Num automóvel, a travagem electrónica beneficia de um ambiente de equilíbrio estável: quatro pontos de contacto, distribuição de peso previsível, negligenciável inclinação lateral e uma arquitectura eléctrica robusta, capaz de alimentar actuadores, redundâncias e sistemas de segurança complexos. Mas numa moto, cada milímetro de curso da suspensão, cada variação de carga no eixo dianteiro, cada oscilação do guiador, altera a forma como o travão deve responder.
A sensibilidade do tacto, arrastar o travão numa curva, modular a pressão numa descida, corrigir a transferência de massas numa travagem forte, fazem parte integrante da condução de uma moto. Para que um sistema electrónico substituísse o hidráulico, teria de ser capaz de interpretar estas nuances com uma precisão que, aos dias de hoje, nenhum sistema de “brake‑by‑wire” foi obrigado a alcançar.
Além disso, a própria dinâmica das motos exige um controlo táctil muito mais fino e imediato. O sistema teria de prever e compensar micro‑variações de aderência, movimentos do chassis, oscilações do braço oscilante e até a forma como o pneu se deforma em carga. A resposta teria de ser instantânea, mas também orgânica, quase analógica, para que o condutor não perdesse a leitura do limite, e consequentemente o equilíbrio.
O sistema já existente, tal como está, oferece tempos de resposta impressionantes, cerca de 80 milissegundos, contra os 300 a 500 milissegundos dos sistemas hidráulicos. Mas essa rapidez, aplicada a uma moto, teria de ser acompanhada por um algoritmo de controlo especificamente desenhado para a instabilidade natural de um veículo de duas rodas. Não bastaria adaptar; seria necessário reinventar.

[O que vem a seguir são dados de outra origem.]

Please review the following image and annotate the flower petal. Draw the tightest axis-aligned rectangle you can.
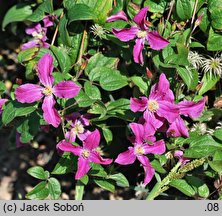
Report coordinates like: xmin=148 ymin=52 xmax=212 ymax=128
xmin=115 ymin=147 xmax=136 ymax=165
xmin=75 ymin=157 xmax=90 ymax=180
xmin=15 ymin=84 xmax=43 ymax=103
xmin=130 ymin=97 xmax=148 ymax=112
xmin=133 ymin=38 xmax=145 ymax=65
xmin=83 ymin=129 xmax=100 ymax=150
xmin=53 ymin=80 xmax=80 ymax=98
xmin=106 ymin=11 xmax=128 ymax=22
xmin=129 ymin=123 xmax=144 ymax=144
xmin=178 ymin=98 xmax=205 ymax=118
xmin=42 ymin=95 xmax=61 ymax=128
xmin=146 ymin=31 xmax=169 ymax=50
xmin=89 ymin=152 xmax=113 ymax=165
xmin=143 ymin=140 xmax=166 ymax=154
xmin=149 ymin=73 xmax=174 ymax=102
xmin=167 ymin=116 xmax=189 ymax=137
xmin=38 ymin=53 xmax=54 ymax=87
xmin=113 ymin=26 xmax=139 ymax=42
xmin=56 ymin=140 xmax=82 ymax=156
xmin=133 ymin=7 xmax=149 ymax=30
xmin=156 ymin=101 xmax=179 ymax=123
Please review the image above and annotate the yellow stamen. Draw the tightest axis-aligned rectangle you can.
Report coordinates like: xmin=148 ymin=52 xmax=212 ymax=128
xmin=147 ymin=100 xmax=159 ymax=112
xmin=136 ymin=31 xmax=147 ymax=38
xmin=42 ymin=86 xmax=53 ymax=96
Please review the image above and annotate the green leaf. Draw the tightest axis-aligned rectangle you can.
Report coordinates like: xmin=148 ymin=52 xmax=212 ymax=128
xmin=176 ymin=0 xmax=192 ymax=21
xmin=177 ymin=67 xmax=198 ymax=90
xmin=84 ymin=81 xmax=101 ymax=100
xmin=68 ymin=4 xmax=96 ymax=22
xmin=99 ymin=68 xmax=128 ymax=91
xmin=207 ymin=28 xmax=222 ymax=51
xmin=169 ymin=179 xmax=195 ymax=197
xmin=208 ymin=0 xmax=222 ymax=30
xmin=184 ymin=135 xmax=222 ymax=158
xmin=213 ymin=128 xmax=222 ymax=142
xmin=198 ymin=73 xmax=220 ymax=95
xmin=26 ymin=181 xmax=49 ymax=200
xmin=27 ymin=166 xmax=47 ymax=180
xmin=94 ymin=179 xmax=115 ymax=193
xmin=50 ymin=46 xmax=72 ymax=73
xmin=109 ymin=173 xmax=129 ymax=187
xmin=48 ymin=178 xmax=62 ymax=200
xmin=2 ymin=3 xmax=32 ymax=30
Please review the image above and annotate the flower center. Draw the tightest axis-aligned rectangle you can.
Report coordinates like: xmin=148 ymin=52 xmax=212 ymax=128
xmin=43 ymin=86 xmax=53 ymax=96
xmin=81 ymin=149 xmax=90 ymax=158
xmin=147 ymin=100 xmax=159 ymax=112
xmin=135 ymin=146 xmax=145 ymax=155
xmin=72 ymin=122 xmax=84 ymax=134
xmin=136 ymin=31 xmax=147 ymax=38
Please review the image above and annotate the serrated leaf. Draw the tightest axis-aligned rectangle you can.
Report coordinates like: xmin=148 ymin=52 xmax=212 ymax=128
xmin=48 ymin=178 xmax=62 ymax=200
xmin=2 ymin=3 xmax=32 ymax=30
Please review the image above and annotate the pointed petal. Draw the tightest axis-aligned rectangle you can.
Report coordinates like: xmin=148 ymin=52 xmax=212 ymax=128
xmin=129 ymin=123 xmax=144 ymax=144
xmin=113 ymin=26 xmax=139 ymax=42
xmin=143 ymin=140 xmax=166 ymax=154
xmin=89 ymin=152 xmax=113 ymax=165
xmin=156 ymin=101 xmax=179 ymax=123
xmin=106 ymin=11 xmax=128 ymax=22
xmin=53 ymin=80 xmax=80 ymax=98
xmin=147 ymin=31 xmax=169 ymax=50
xmin=115 ymin=147 xmax=136 ymax=165
xmin=56 ymin=140 xmax=82 ymax=156
xmin=130 ymin=97 xmax=148 ymax=112
xmin=83 ymin=129 xmax=100 ymax=150
xmin=133 ymin=7 xmax=149 ymax=30
xmin=38 ymin=53 xmax=54 ymax=87
xmin=178 ymin=98 xmax=205 ymax=118
xmin=149 ymin=73 xmax=174 ymax=102
xmin=167 ymin=117 xmax=189 ymax=137
xmin=143 ymin=161 xmax=155 ymax=185
xmin=75 ymin=157 xmax=90 ymax=180
xmin=42 ymin=96 xmax=61 ymax=128
xmin=133 ymin=38 xmax=145 ymax=65
xmin=15 ymin=84 xmax=43 ymax=103
xmin=143 ymin=110 xmax=164 ymax=131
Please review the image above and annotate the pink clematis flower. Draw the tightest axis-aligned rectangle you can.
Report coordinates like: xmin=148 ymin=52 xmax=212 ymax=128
xmin=57 ymin=129 xmax=112 ymax=179
xmin=65 ymin=112 xmax=90 ymax=142
xmin=130 ymin=73 xmax=179 ymax=132
xmin=115 ymin=123 xmax=166 ymax=185
xmin=15 ymin=53 xmax=80 ymax=127
xmin=167 ymin=98 xmax=205 ymax=137
xmin=107 ymin=7 xmax=169 ymax=64
xmin=0 ymin=99 xmax=8 ymax=115
xmin=174 ymin=150 xmax=190 ymax=166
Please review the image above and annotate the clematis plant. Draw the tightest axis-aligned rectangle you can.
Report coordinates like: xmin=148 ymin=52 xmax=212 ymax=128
xmin=115 ymin=123 xmax=166 ymax=185
xmin=15 ymin=53 xmax=80 ymax=127
xmin=57 ymin=129 xmax=113 ymax=180
xmin=107 ymin=7 xmax=169 ymax=64
xmin=130 ymin=73 xmax=179 ymax=132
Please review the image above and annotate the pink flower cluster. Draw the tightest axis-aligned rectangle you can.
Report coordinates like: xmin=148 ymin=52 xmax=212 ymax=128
xmin=21 ymin=15 xmax=54 ymax=50
xmin=106 ymin=7 xmax=169 ymax=64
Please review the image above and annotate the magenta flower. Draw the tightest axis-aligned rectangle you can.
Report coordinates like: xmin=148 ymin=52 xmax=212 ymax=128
xmin=174 ymin=150 xmax=190 ymax=166
xmin=0 ymin=99 xmax=8 ymax=115
xmin=167 ymin=98 xmax=205 ymax=137
xmin=57 ymin=129 xmax=112 ymax=179
xmin=15 ymin=53 xmax=80 ymax=127
xmin=130 ymin=73 xmax=179 ymax=132
xmin=115 ymin=123 xmax=166 ymax=185
xmin=65 ymin=112 xmax=90 ymax=142
xmin=107 ymin=7 xmax=169 ymax=64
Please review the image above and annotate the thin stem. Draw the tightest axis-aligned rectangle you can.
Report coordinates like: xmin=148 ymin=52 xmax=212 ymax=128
xmin=51 ymin=12 xmax=64 ymax=46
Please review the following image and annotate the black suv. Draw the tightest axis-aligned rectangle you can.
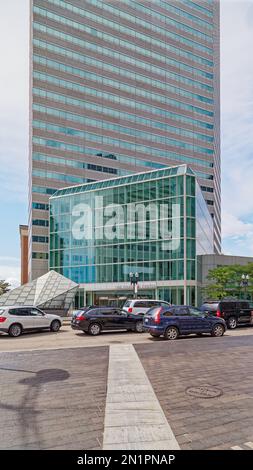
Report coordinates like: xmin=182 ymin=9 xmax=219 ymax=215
xmin=200 ymin=300 xmax=253 ymax=329
xmin=71 ymin=307 xmax=143 ymax=336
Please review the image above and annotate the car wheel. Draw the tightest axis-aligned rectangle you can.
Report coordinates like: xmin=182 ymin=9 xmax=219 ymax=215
xmin=227 ymin=317 xmax=237 ymax=330
xmin=89 ymin=323 xmax=101 ymax=336
xmin=8 ymin=323 xmax=22 ymax=338
xmin=164 ymin=326 xmax=179 ymax=340
xmin=134 ymin=321 xmax=143 ymax=333
xmin=211 ymin=325 xmax=225 ymax=336
xmin=50 ymin=320 xmax=61 ymax=333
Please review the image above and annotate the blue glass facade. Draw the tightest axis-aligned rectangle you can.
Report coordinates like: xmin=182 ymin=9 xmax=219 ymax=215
xmin=50 ymin=165 xmax=213 ymax=302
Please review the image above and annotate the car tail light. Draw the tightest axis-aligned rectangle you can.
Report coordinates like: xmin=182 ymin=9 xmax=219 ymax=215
xmin=76 ymin=313 xmax=87 ymax=321
xmin=154 ymin=308 xmax=162 ymax=323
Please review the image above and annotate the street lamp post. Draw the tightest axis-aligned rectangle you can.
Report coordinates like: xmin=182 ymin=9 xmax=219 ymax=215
xmin=241 ymin=274 xmax=249 ymax=299
xmin=129 ymin=273 xmax=139 ymax=299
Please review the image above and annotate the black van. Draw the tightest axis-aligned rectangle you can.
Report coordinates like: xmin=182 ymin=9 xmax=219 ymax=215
xmin=200 ymin=300 xmax=253 ymax=330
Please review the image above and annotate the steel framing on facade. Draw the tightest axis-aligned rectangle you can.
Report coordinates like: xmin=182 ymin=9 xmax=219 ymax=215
xmin=29 ymin=0 xmax=220 ymax=279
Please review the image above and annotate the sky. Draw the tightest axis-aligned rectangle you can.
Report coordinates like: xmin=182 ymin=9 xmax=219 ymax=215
xmin=0 ymin=0 xmax=253 ymax=287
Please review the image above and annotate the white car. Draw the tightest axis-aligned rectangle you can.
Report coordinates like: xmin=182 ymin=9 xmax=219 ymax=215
xmin=123 ymin=299 xmax=171 ymax=315
xmin=0 ymin=305 xmax=62 ymax=337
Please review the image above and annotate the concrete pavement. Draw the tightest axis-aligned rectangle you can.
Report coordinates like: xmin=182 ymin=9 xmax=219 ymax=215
xmin=0 ymin=327 xmax=253 ymax=450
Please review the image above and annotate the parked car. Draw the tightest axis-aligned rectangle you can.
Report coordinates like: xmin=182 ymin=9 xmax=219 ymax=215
xmin=123 ymin=299 xmax=171 ymax=315
xmin=200 ymin=300 xmax=253 ymax=329
xmin=143 ymin=305 xmax=226 ymax=340
xmin=71 ymin=307 xmax=143 ymax=336
xmin=0 ymin=305 xmax=62 ymax=337
xmin=72 ymin=305 xmax=97 ymax=318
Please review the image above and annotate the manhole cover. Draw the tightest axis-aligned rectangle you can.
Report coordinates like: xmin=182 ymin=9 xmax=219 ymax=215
xmin=186 ymin=385 xmax=222 ymax=398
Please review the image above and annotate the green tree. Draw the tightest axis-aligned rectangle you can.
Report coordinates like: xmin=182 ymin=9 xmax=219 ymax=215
xmin=0 ymin=280 xmax=11 ymax=295
xmin=203 ymin=263 xmax=253 ymax=299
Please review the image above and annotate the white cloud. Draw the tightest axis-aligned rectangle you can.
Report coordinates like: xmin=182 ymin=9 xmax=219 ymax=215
xmin=0 ymin=0 xmax=29 ymax=203
xmin=221 ymin=0 xmax=253 ymax=256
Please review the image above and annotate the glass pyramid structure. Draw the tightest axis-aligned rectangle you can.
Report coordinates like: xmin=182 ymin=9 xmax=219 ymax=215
xmin=0 ymin=270 xmax=78 ymax=311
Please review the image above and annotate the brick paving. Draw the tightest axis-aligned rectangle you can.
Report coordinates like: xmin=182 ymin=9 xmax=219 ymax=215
xmin=135 ymin=335 xmax=253 ymax=449
xmin=0 ymin=347 xmax=109 ymax=450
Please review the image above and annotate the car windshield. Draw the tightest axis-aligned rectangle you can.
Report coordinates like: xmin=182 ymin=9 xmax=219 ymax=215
xmin=200 ymin=302 xmax=219 ymax=312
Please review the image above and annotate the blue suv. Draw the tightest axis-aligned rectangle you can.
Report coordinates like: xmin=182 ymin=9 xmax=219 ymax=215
xmin=143 ymin=305 xmax=226 ymax=339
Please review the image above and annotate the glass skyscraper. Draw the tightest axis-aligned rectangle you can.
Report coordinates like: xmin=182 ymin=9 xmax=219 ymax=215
xmin=29 ymin=0 xmax=220 ymax=279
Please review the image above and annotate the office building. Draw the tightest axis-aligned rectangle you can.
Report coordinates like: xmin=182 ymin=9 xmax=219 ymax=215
xmin=29 ymin=0 xmax=220 ymax=279
xmin=50 ymin=165 xmax=213 ymax=306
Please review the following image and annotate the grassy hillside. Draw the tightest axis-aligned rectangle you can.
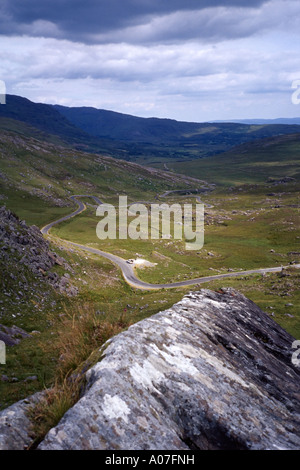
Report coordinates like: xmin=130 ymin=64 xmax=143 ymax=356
xmin=0 ymin=95 xmax=300 ymax=168
xmin=0 ymin=120 xmax=300 ymax=436
xmin=55 ymin=106 xmax=300 ymax=160
xmin=168 ymin=134 xmax=300 ymax=186
xmin=0 ymin=127 xmax=201 ymax=227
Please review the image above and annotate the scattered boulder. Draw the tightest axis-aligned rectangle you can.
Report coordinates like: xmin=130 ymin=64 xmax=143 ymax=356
xmin=0 ymin=206 xmax=75 ymax=295
xmin=0 ymin=324 xmax=30 ymax=346
xmin=0 ymin=392 xmax=43 ymax=451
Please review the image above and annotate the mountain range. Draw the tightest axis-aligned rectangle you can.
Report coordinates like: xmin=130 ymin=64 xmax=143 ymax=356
xmin=0 ymin=95 xmax=300 ymax=164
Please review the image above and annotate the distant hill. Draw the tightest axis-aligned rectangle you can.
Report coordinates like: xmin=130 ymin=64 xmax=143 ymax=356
xmin=170 ymin=133 xmax=300 ymax=187
xmin=54 ymin=105 xmax=300 ymax=147
xmin=217 ymin=117 xmax=300 ymax=126
xmin=0 ymin=95 xmax=300 ymax=166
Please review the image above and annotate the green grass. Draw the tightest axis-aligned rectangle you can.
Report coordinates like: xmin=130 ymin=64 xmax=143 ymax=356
xmin=164 ymin=134 xmax=300 ymax=186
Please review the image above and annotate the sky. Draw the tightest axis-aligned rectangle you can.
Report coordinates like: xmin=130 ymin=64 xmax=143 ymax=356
xmin=0 ymin=0 xmax=300 ymax=122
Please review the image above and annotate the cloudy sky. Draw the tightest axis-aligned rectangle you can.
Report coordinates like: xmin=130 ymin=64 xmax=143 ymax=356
xmin=0 ymin=0 xmax=300 ymax=122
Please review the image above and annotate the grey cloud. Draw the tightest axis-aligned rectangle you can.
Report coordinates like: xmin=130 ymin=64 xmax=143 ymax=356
xmin=0 ymin=0 xmax=266 ymax=43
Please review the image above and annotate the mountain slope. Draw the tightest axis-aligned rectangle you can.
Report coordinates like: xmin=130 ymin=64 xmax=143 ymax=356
xmin=54 ymin=105 xmax=300 ymax=151
xmin=170 ymin=133 xmax=300 ymax=185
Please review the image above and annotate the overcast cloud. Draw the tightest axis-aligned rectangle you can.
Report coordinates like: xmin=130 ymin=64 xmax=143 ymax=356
xmin=0 ymin=0 xmax=300 ymax=121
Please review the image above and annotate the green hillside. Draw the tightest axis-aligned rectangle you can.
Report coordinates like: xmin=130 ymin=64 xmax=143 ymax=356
xmin=169 ymin=133 xmax=300 ymax=186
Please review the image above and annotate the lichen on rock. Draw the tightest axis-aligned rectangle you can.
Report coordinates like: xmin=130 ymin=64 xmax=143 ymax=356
xmin=34 ymin=289 xmax=300 ymax=450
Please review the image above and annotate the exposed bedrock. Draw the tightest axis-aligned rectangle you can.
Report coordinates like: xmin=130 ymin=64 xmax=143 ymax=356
xmin=38 ymin=289 xmax=300 ymax=450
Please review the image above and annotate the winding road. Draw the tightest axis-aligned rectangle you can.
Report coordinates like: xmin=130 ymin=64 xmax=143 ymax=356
xmin=41 ymin=194 xmax=300 ymax=290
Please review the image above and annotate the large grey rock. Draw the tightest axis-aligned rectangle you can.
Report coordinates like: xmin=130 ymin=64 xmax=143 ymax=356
xmin=38 ymin=289 xmax=300 ymax=450
xmin=0 ymin=392 xmax=43 ymax=450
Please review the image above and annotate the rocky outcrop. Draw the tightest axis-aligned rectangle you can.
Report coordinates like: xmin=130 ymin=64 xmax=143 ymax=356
xmin=38 ymin=289 xmax=300 ymax=450
xmin=0 ymin=206 xmax=77 ymax=295
xmin=0 ymin=392 xmax=43 ymax=451
xmin=0 ymin=323 xmax=30 ymax=346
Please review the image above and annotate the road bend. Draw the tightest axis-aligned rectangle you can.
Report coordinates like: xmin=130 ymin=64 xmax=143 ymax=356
xmin=41 ymin=194 xmax=300 ymax=290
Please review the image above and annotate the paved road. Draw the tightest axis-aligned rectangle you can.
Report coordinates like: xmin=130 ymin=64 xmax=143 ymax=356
xmin=41 ymin=195 xmax=300 ymax=290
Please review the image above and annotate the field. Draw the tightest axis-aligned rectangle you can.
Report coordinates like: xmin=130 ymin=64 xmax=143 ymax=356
xmin=0 ymin=124 xmax=300 ymax=440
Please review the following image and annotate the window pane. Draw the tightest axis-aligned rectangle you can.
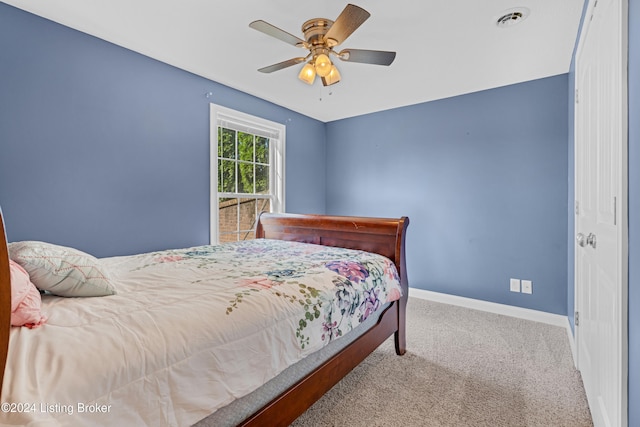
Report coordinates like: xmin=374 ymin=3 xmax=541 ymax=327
xmin=256 ymin=136 xmax=269 ymax=164
xmin=218 ymin=127 xmax=236 ymax=159
xmin=218 ymin=160 xmax=236 ymax=193
xmin=238 ymin=163 xmax=254 ymax=193
xmin=238 ymin=132 xmax=253 ymax=162
xmin=256 ymin=199 xmax=271 ymax=215
xmin=256 ymin=165 xmax=269 ymax=194
xmin=239 ymin=199 xmax=257 ymax=232
xmin=218 ymin=198 xmax=238 ymax=237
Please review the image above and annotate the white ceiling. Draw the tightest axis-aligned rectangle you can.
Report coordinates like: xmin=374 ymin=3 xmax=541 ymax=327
xmin=3 ymin=0 xmax=583 ymax=122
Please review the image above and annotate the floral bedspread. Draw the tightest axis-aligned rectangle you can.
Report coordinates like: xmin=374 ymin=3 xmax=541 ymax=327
xmin=128 ymin=239 xmax=402 ymax=349
xmin=0 ymin=239 xmax=401 ymax=426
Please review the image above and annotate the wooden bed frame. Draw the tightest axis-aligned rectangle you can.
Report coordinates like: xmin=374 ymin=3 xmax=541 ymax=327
xmin=0 ymin=210 xmax=409 ymax=426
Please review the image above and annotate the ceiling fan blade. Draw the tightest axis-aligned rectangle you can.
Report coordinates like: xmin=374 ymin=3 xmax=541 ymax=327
xmin=249 ymin=19 xmax=307 ymax=47
xmin=338 ymin=49 xmax=396 ymax=65
xmin=324 ymin=4 xmax=371 ymax=46
xmin=258 ymin=57 xmax=307 ymax=73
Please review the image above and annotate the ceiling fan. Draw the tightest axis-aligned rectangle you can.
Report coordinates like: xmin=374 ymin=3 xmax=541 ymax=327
xmin=249 ymin=4 xmax=396 ymax=86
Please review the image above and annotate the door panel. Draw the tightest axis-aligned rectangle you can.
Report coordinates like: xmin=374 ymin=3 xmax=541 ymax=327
xmin=575 ymin=0 xmax=627 ymax=427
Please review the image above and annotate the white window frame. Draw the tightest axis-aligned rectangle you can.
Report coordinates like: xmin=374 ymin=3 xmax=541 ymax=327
xmin=209 ymin=104 xmax=286 ymax=244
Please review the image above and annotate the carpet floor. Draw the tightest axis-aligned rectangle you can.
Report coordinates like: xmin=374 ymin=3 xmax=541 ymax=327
xmin=292 ymin=298 xmax=593 ymax=427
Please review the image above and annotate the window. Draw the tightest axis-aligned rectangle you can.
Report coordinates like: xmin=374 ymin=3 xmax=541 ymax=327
xmin=210 ymin=104 xmax=285 ymax=244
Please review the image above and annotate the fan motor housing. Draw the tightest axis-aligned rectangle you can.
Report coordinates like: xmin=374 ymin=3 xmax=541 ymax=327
xmin=302 ymin=18 xmax=333 ymax=47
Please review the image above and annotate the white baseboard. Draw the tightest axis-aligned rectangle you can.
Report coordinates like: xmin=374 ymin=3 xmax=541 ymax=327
xmin=409 ymin=288 xmax=576 ymax=365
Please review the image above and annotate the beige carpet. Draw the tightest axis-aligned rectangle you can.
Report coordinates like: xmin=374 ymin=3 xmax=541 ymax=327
xmin=293 ymin=298 xmax=592 ymax=427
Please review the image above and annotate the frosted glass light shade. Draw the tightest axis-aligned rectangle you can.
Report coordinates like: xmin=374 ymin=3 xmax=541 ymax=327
xmin=322 ymin=65 xmax=340 ymax=86
xmin=315 ymin=53 xmax=333 ymax=77
xmin=298 ymin=62 xmax=316 ymax=85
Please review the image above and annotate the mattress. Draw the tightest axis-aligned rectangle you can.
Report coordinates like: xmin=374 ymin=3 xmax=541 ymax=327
xmin=0 ymin=239 xmax=401 ymax=426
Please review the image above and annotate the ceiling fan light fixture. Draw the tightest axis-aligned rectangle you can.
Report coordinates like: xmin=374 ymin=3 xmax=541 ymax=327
xmin=298 ymin=62 xmax=316 ymax=85
xmin=315 ymin=53 xmax=333 ymax=77
xmin=322 ymin=65 xmax=340 ymax=86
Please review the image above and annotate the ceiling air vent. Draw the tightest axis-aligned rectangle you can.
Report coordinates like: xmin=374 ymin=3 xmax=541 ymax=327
xmin=496 ymin=7 xmax=529 ymax=28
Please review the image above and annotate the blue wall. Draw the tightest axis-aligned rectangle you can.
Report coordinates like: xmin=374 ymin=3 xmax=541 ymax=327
xmin=327 ymin=75 xmax=568 ymax=314
xmin=0 ymin=3 xmax=325 ymax=256
xmin=629 ymin=0 xmax=640 ymax=427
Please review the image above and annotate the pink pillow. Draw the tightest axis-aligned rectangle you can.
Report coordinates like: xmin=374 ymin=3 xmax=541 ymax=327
xmin=9 ymin=260 xmax=47 ymax=328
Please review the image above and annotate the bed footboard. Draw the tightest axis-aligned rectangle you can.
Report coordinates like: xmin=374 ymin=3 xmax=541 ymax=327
xmin=241 ymin=213 xmax=409 ymax=426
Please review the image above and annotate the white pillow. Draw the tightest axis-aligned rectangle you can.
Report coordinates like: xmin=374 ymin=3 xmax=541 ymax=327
xmin=8 ymin=241 xmax=116 ymax=297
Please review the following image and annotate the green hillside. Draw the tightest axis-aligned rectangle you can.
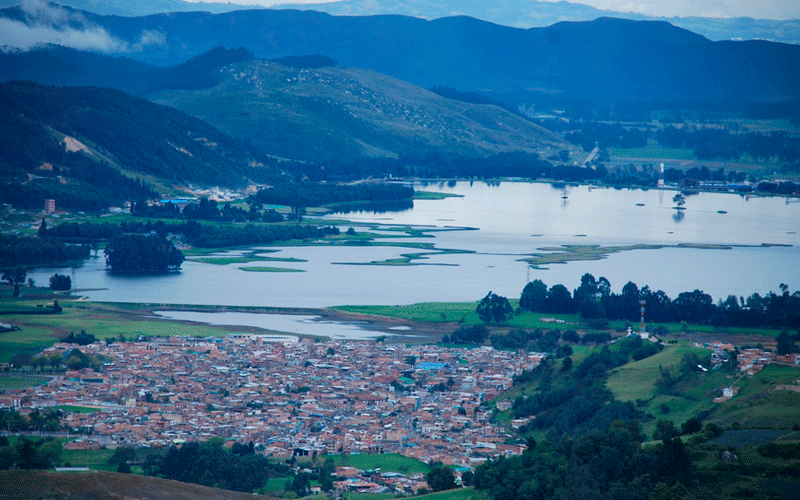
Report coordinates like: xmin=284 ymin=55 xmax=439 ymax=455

Outro ponto crítico é a redundância. Nos automóveis, o sistema pode integrar múltiplas fontes de alimentação, circuitos paralelos, actuadores independentes e travões de emergência eléctricos. Numa moto, onde o espaço é limitado e o peso não suspenso é uma preocupação constante, instalar actuadores nas duas rodas já representa um desafio, quanto mais duplicá‑los para garantir segurança em caso de falha.
E há ainda a questão prática: uma moto pode ser normalmente empurrada com o motor e a ignição desligados, pode ficar sem bateria, pode sofrer vibrações e impactos que não existem num automóvel. E apenas tem duas rodas! Um sistema electrónico teria de garantir travagem mesmo sem alimentação, algo que exige soluções mecânicas adicionais e, inevitavelmente, mais peso.
Por fim, há a questão filosófica: a travagem é um dos últimos elementos verdadeiramente analógicos da condução. Mesmo com ABS e controlo de travagem combinada, o motociclista continua a sentir directamente a pressão hidráulica, a resistência da pinça, o recuo do pistão. Passar para um sistema totalmente electrónico implicaria recriar artificialmente esse tacto e fazê‑lo de forma convincente. É um desafio tão técnico quanto sensorial.
Em suma, o sistema “brake‑by‑wire” é um marco importante para o futuro da travagem automóvel, mas, para chegar às motos, terá de ser reimaginado desde a base. Não basta miniaturizar actuadores ou adaptar software: seria necessário compreender a fundo a linguagem física das duas rodas e traduzi‑la para um sistema electrónico que não traísse a confiança do condutor. Só quando essa ponte estiver construída é que poderemos falar, com seriedade, de substituir o sistema de travagem hidráulico nas motos.